Andrew continues to grow strong and hit all the milestones at a rapid rate. I can't believe how exciting I become as he hits each one in stride. Yesterday he rolled over from his tummy to his back and he grasped his rattle with delight as he realized he could shake it and make noise. And of course he did what every baby does best, put it right in his mouth. "Way to go Son!!!" I think the rolling over was a complete accident and don't know that it will happen again soon. Also, he now sleeps in the crib in his room at night...what a big boy!

Plans continue to develop to start a babies and children's clothing company. Right now the major task remains to come up with a catchy name and get the needed supplies. Do you have any ideas? I have so many ideas about what to do, but try to keep myself from running to crazy. I need to keep it small and simple at first so that I don't become overwhelmed and I can gauge how much we can handle!!!

Thursday, June 12, 2008


ONE HAPPY BOY!




At
GREAT GRAMMA aka GG

Search for day care...

This week I visited an in home day care and was really turned off by the idea of sending Andrew to a stranger while I go to work. I began daydreaming about possible ways for me to earn money at home. I often shop at a site that sells hand made goods online (Hyenacart.com). It is mostly stay at home moms who make stuff! Anyways, I get diapers there. SO what I am thinking is that I can make baby and toddler shirts and rompers to start. I will dye them (like the one pictured above that my aunt made) and design artwork to print on them. I want to get a simple screen printer to print my artwork on the shirts. I will also make matching diapers for all those crazy cloth diapering mamas!!! Maybe even hats, bibs, and booties to match.
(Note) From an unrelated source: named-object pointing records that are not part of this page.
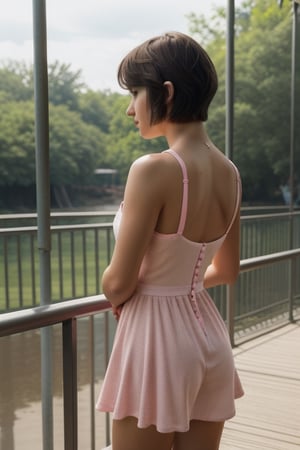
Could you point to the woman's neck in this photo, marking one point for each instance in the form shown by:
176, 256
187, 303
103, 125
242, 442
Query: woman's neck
185, 135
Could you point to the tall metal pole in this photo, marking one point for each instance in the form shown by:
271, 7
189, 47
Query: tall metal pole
295, 48
229, 78
43, 206
229, 136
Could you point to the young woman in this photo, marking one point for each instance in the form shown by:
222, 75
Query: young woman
171, 380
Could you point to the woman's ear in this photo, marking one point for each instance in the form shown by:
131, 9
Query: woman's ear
169, 86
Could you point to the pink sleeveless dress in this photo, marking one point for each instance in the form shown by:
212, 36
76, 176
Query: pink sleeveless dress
172, 360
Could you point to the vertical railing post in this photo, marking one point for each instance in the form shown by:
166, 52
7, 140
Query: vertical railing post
40, 68
229, 135
70, 384
294, 50
230, 312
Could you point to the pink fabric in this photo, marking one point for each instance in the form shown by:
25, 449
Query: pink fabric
172, 360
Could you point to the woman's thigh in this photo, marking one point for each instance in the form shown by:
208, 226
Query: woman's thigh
201, 436
127, 436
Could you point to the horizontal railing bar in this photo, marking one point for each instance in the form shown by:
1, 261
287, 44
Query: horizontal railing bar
113, 212
59, 214
33, 229
42, 316
270, 216
259, 261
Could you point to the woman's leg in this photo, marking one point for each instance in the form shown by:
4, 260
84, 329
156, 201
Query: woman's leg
127, 436
201, 436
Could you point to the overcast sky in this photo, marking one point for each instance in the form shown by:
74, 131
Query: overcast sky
93, 35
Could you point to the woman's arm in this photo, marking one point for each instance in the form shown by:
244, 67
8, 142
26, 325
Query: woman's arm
143, 201
225, 266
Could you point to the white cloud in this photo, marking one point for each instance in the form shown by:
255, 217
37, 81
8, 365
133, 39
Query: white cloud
93, 35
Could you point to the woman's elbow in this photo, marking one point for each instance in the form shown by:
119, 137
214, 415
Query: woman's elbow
116, 290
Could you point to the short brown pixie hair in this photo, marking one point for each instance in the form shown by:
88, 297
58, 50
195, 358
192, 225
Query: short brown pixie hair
173, 57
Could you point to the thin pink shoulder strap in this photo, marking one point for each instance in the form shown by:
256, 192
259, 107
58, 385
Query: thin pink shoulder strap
238, 194
185, 181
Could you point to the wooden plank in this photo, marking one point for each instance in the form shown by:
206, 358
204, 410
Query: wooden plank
268, 416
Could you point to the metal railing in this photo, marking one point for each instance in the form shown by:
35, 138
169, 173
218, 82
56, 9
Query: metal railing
81, 251
68, 312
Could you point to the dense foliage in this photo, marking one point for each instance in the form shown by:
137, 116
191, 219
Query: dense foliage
89, 129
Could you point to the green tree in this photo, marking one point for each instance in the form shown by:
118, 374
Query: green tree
15, 81
65, 85
262, 92
76, 148
17, 150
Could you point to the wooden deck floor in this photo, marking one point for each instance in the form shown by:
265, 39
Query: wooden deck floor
268, 416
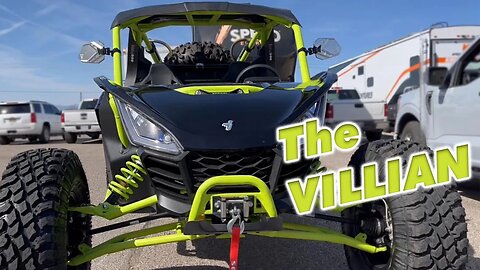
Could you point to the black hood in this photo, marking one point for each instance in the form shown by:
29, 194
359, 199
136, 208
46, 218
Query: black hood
197, 120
My plan is to scrounge up enough money to buy the necessary supplies, make the clothes, start selling, and work at ATT as I start up to make sure that it brings in enough cashflow. We don't need much really. And I really want to stay home with my boy!

Tuesday, June 3, 2008

2 months old

I am blown away that it has been two months since we welcomed Andrew into this world! WOW!!! He is growing so fast! With many of my friends and people in my church having babies, he is no longer the new kid in town! However, we are still so new at this. I feel like my life and outlook has transformed so much in just two months. Life changes when looked at through the lense of motherhood. It's hard to explain, but you mothers out there know what I am talking about. Love and Joy have blossomed within me, but so has worry and anxiety. I usually don't think about myself first now, but of Andrew. I am filled with joy when I hold him or he gives me a smile. I never was one to worry about anything, but now I find myself constantly checking to see if Andrew is still breathing in the middle of the night, not to mention the nightmares I consistently have of something bad happening to him! Now I know what God's Word means when it talks about worry. Now it's time to grow in those areas and trust in Him more and more for his grace and provision.

Today Andrew had his first round of shots. Besides turning purple in the face and bolting out a loud scream, he took it pretty well. Good thing, because I did not look forward to it at all! Now he's sleeping and recovering.